With much of the economic attention in Ontario focused on reopening in the pandemic’s wake, it’s easy to lose sight of the long-term picture. While the pandemic was an unforeseen shock to provincial employment and income, it remains that Ontario has seen weak employment and income growth for much of the 21st century with the decline in growth rates settling in after 2005.
Consider this. From 1990 to 2005, total employment in Ontario grew 23 per cent and real per capita GDP grew by 17 per cent. However, even omitting the COVID year, going from 2005 to 2019, Ontario’s total employment grew only 15 per cent while real per capita GDP grew by 8 per cent.
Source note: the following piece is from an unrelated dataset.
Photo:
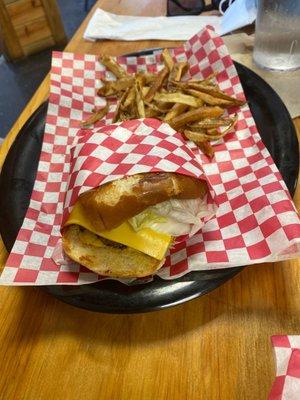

In the case of employment, this pattern of slowing growth repeats itself across Ontario’s economic regions with a range that is alarming. Indeed, all Ontario economic regions saw lower employment growth from 2005 to 2019.
Specifically, Kitchener-Waterloo-Barrie saw employment grow 42 per cent from 1990 to 2005 but only 20 per cent in the subsequent 15-year period.
During these same two periods:
Toronto went from 30 per cent to 22 per cent, Muskoka-Kawarthas from 23 per cent to about 3 per cent, Windsor-Sarnia from nearly 18 per cent to -2 per cent.
The province’s north fared badly with the northeast going from 0 per cent to -1 per cent and the northwest from -3.6 per cent to -3.8 per cent, ultimately making for 30 years of no employment growth.